Kevin and Jocelyn Pease said their daughter was in a behavioral program for her learning disabilities. When she was 8 years old, the Peases said their daughter’s behavior at home began to change.

Jocelyn Pease told CBS 17 her daughter would take hours to calm down after being picked up in tears from school, and she couldn’t be in rooms alone at home. One day, their family friend was at the school and shot video while seeing their daughter restrained and carried out of the cafeteria.

The family discovered their daughter had been shut in the closet dozens of times for bad behavior, for up to an hour and a half at a time. Jocelyn Pease told CBS 17 she was unaware her daughter was being disciplined this way and was told that kind of punishment is allowed.

A previous court ruled the Peases were entitled to private tuition reimbursement and related costs, including transportation. The child was also entitled to other forms of compensation such as years-worth of speech therapy, and education in social skills, court documents showed.

Recently filed court documents show the district will have to pay $450,000 to the Peases. While part of the money will go towards covering legal costs, $43,000 will be paid to a trust account for the then-third grader.

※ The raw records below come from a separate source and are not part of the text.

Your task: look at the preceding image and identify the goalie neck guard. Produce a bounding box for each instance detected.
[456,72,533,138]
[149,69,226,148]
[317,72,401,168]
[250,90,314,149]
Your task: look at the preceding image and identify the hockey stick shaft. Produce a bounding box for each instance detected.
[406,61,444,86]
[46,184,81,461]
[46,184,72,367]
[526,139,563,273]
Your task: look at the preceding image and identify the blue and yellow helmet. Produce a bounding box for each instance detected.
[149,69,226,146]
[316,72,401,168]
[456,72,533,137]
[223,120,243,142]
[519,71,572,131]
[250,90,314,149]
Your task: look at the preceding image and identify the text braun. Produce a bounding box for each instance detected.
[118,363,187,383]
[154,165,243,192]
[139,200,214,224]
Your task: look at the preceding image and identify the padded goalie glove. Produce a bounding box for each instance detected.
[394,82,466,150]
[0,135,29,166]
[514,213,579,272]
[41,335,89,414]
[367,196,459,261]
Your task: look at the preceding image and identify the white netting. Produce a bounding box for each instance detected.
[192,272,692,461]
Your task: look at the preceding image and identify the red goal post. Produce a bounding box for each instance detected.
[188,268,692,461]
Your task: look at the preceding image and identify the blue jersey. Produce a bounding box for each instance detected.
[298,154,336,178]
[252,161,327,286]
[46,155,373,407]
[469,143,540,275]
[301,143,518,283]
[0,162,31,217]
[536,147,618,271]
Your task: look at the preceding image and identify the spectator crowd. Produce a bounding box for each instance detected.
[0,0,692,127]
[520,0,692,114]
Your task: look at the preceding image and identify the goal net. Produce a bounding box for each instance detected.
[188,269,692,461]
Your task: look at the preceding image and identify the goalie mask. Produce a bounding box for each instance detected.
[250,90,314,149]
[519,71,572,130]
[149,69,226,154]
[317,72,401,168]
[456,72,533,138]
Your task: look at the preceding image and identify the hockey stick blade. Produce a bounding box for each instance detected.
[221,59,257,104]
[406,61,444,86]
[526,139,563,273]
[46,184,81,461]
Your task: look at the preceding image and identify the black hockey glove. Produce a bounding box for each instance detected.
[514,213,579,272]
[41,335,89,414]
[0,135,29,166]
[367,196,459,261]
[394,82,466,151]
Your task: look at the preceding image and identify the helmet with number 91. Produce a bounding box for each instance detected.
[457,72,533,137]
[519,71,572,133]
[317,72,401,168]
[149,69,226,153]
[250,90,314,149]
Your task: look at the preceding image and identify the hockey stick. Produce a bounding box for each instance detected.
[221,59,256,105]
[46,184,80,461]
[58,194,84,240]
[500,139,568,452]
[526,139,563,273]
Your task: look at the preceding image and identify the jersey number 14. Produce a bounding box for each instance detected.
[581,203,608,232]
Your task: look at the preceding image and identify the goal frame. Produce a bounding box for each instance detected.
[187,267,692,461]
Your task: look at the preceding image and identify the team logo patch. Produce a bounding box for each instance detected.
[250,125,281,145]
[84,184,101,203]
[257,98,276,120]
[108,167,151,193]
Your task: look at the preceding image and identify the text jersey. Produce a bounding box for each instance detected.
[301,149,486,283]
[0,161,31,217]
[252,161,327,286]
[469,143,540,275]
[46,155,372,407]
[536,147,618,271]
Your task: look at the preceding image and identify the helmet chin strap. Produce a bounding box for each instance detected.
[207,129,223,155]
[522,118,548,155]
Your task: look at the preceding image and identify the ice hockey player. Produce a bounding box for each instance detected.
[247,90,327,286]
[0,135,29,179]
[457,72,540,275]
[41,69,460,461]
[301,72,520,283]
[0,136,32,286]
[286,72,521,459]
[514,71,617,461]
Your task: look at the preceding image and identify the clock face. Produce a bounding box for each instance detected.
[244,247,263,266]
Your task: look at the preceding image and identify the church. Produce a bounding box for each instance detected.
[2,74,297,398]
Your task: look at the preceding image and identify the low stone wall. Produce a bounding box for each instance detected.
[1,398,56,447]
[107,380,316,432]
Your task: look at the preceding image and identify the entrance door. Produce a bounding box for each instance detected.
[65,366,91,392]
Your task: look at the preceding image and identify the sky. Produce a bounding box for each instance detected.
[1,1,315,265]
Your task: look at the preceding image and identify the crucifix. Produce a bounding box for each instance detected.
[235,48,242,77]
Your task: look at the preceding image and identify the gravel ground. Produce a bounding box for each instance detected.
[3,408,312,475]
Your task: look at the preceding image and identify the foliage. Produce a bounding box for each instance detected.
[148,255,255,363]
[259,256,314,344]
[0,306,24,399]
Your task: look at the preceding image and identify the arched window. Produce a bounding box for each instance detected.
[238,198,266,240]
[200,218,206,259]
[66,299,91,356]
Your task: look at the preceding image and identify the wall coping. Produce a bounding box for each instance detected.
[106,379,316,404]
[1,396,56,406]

The settlement also lays out changes the district will be mandated to make when it comes to physical restraint of children. The changes require the Wake County Public School System to publish its Elementary Behavior Support manual online and include visual examples of types of physical restraint allowed on children. The district will need to publish a semiannual report with restraint and seclusion data.

In addition, parents of students in the Elementary Behavior Support program will receive a document explaining seclusion and restraint practices.

The settlement terms require a report to be made anytime a student is restrained or secluded. Parents must be notified no later than the end of the school day when it happens. That notice needs to include why the action was taken and whether any other alternatives or de-escalation were attempted.

WCPSS is also tasked with sending corrected data to the U.S. Department of Education’s Civil Rights Data Collection Reports. Through the settlement, the district reported no instanced of student restraint or seclusion. They’ll have to send corrected data going back to 2016.

New data will need to be presented to the district’s board of education on a semi-annual basis.